Jamaika-Verhandlungen hängen Christian Lindner weiter nach
Wie hoch Lindners eigene Verantwortung für das anhaltende Tief ist, wird in den Reihen der Liberalen lauter diskutiert. Sein Stuhl wackelt zwar nicht, dafür sind seiner Verdienste um die FDP zu groß. Fast im Alleingang hatte Lindner die Partei 2017 zurück in den Bundestag geführt. Doch das Murren über den 41-Jährigen nimmt zu.
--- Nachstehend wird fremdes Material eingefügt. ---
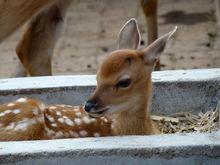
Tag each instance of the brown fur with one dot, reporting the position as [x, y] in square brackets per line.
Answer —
[129, 121]
[38, 130]
[124, 84]
[35, 48]
[150, 10]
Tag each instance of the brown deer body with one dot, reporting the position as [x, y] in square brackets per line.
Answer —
[119, 105]
[35, 49]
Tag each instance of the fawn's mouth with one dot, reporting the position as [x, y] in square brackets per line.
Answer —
[98, 113]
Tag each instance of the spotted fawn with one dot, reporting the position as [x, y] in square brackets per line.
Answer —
[118, 106]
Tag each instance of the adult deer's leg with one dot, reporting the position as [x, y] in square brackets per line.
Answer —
[13, 14]
[35, 49]
[150, 10]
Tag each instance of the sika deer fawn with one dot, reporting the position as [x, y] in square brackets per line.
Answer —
[35, 49]
[119, 105]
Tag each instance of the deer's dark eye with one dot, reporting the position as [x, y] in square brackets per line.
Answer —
[123, 83]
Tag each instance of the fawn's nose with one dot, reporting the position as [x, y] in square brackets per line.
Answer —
[90, 104]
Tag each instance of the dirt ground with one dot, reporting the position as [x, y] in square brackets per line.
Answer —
[91, 29]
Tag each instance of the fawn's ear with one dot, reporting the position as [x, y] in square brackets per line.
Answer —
[154, 50]
[129, 36]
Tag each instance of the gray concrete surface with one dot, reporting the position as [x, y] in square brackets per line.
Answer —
[92, 27]
[191, 149]
[174, 91]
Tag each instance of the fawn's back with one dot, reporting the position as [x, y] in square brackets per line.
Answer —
[29, 119]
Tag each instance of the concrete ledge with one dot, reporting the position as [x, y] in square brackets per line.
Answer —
[180, 149]
[174, 91]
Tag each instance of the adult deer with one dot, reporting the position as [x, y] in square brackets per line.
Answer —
[35, 49]
[119, 105]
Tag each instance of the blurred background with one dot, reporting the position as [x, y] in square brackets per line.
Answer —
[91, 29]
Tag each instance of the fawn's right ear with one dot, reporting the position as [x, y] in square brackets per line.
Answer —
[154, 50]
[129, 36]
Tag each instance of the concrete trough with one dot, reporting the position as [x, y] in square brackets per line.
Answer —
[174, 91]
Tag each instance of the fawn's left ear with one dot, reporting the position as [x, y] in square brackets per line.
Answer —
[129, 36]
[154, 50]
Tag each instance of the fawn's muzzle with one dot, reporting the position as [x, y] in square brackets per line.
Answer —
[90, 104]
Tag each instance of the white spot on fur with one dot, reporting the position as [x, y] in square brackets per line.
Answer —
[8, 111]
[40, 119]
[54, 124]
[24, 124]
[76, 110]
[49, 132]
[66, 134]
[69, 122]
[83, 133]
[21, 100]
[58, 134]
[42, 106]
[16, 111]
[78, 121]
[10, 104]
[52, 107]
[10, 126]
[78, 114]
[73, 134]
[96, 134]
[2, 114]
[58, 113]
[61, 120]
[50, 118]
[93, 120]
[86, 119]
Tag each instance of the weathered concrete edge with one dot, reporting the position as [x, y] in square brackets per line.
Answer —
[56, 82]
[163, 146]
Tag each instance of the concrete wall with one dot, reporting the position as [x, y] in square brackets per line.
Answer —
[174, 91]
[190, 149]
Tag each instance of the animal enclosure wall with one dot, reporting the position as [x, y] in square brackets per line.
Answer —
[174, 91]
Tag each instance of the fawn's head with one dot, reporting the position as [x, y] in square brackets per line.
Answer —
[124, 75]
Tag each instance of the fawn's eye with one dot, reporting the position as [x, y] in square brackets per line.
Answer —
[123, 83]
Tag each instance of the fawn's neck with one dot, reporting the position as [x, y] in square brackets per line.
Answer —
[135, 120]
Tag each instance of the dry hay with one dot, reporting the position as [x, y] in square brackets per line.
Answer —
[186, 122]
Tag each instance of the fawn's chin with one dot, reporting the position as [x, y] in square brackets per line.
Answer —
[98, 113]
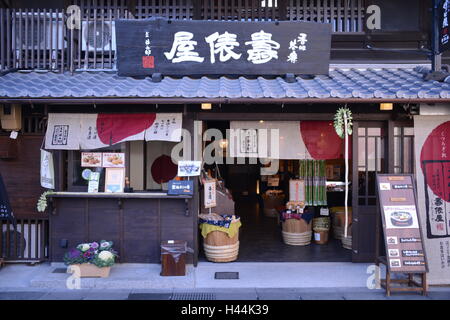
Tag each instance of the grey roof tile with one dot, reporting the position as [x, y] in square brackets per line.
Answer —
[341, 83]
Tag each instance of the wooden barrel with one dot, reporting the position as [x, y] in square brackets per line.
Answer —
[296, 232]
[219, 247]
[221, 253]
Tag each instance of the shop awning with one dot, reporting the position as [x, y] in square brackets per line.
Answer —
[342, 84]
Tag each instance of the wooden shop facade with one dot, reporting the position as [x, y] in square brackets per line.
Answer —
[120, 83]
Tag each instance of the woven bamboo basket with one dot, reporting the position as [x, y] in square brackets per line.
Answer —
[296, 232]
[219, 247]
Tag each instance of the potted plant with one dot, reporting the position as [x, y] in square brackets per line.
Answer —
[91, 259]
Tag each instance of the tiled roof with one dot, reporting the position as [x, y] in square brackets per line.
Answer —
[341, 83]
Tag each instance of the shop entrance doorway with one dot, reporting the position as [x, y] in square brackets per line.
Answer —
[261, 233]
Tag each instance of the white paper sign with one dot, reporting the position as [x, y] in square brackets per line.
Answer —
[167, 127]
[189, 168]
[47, 170]
[94, 181]
[297, 190]
[63, 131]
[115, 180]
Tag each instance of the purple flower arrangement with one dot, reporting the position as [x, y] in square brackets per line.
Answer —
[100, 254]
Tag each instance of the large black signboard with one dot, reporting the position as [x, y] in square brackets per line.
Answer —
[443, 28]
[403, 238]
[5, 207]
[169, 47]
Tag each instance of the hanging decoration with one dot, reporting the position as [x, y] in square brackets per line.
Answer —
[343, 123]
[312, 172]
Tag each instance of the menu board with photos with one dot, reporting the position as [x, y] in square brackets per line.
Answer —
[402, 232]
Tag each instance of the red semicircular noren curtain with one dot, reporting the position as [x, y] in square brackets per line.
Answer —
[321, 140]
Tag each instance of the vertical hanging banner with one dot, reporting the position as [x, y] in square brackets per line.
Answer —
[5, 206]
[47, 170]
[432, 149]
[443, 29]
[196, 47]
[210, 193]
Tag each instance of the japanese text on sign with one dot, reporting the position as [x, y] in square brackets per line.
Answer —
[222, 47]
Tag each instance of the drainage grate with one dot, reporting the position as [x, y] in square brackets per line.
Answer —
[149, 296]
[194, 296]
[226, 275]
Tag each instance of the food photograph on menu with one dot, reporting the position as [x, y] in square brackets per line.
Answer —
[113, 160]
[400, 217]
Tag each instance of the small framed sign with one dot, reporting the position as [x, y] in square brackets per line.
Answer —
[273, 181]
[184, 187]
[114, 180]
[94, 181]
[189, 168]
[91, 159]
[297, 190]
[114, 160]
[210, 193]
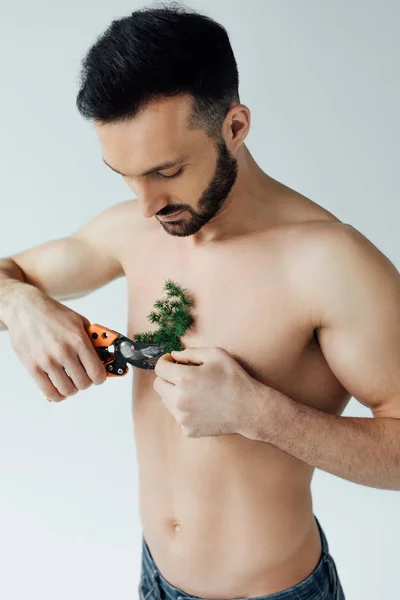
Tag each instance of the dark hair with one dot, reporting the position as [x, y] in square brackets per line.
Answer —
[156, 53]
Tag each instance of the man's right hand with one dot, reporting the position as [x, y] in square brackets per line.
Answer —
[52, 342]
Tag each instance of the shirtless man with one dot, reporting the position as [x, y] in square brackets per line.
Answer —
[295, 312]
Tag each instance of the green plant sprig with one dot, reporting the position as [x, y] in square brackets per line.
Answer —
[173, 318]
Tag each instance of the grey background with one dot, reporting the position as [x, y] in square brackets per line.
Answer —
[322, 82]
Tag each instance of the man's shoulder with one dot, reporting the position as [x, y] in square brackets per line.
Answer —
[329, 256]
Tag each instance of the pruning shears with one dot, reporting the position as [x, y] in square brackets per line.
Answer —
[139, 354]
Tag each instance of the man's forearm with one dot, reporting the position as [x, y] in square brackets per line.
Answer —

Vor allem bei jenen in der Partei, die noch immer nicht darüber hinweg sind, dass der Vorsitzende auf der Zielgeraden der Gespräche mit Union und Grünen ein Jamaika-Regierungsbündnis platzen ließ. Auch die Affäre um den FDP-Mann Thomas Kemmerich, den Thüringer Kurzzeit-Ministerpräsident von AfD-Gnaden, hat Lindner noch nicht vollständig überwunden.
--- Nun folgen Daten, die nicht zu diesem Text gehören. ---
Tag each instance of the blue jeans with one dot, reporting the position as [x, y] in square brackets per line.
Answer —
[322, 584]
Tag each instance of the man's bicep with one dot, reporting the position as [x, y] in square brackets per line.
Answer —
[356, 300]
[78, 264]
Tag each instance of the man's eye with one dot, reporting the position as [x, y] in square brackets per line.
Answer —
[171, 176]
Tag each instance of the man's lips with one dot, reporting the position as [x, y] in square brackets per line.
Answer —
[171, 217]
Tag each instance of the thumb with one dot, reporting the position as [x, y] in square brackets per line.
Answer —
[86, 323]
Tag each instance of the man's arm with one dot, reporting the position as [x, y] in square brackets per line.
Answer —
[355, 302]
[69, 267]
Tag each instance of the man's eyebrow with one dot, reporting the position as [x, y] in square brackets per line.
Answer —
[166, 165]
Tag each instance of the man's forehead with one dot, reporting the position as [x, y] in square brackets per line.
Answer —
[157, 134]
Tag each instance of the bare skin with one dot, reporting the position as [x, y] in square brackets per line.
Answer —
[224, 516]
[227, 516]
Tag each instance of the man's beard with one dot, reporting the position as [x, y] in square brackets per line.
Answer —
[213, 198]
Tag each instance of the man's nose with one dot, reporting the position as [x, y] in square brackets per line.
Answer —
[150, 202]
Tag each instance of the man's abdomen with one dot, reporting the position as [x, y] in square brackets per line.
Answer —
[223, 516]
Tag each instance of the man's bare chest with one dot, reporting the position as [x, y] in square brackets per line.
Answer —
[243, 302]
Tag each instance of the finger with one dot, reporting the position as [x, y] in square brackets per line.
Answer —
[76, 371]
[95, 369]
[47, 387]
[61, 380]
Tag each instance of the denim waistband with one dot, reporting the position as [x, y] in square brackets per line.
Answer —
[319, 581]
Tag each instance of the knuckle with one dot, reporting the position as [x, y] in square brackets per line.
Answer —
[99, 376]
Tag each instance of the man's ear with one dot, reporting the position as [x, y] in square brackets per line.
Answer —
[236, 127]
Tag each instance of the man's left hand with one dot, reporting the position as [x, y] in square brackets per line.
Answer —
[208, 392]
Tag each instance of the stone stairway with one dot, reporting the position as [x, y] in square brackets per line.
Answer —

Gegen eine Regierung, deren Zustimmungswerte im Zuge der Corona-Ausnahmesituation stark gestiegen sind, tun sich im Moment alle Oppositionsparteien schwer. Krisen, so heißt es, seien die Stunde der Exekutive. Doch Lindners FDP leidet weit stärker als AfD, Grüne oder Linkspartei. Trugen die Liberalen anfangs den Corona-Kurs der Regierung noch mit, schaltete Lindner schnell wieder auf Opposition. Doch mit seiner Kritik an angeblich überzogenen Infektionsschutzmaßnahmen konnte er nicht punkten. Auch in der FDP gibt es viele, die hinter vorgehaltener Hand die Befürchtung äußern, dass ihre Partei mit jeder Attacke auf die gerade so beliebten Handelnden in der Corona-Krise nur noch unsympathischer wirkt.
Ist Teuteberg als Generalsekretärin eine Fehlbesetzung?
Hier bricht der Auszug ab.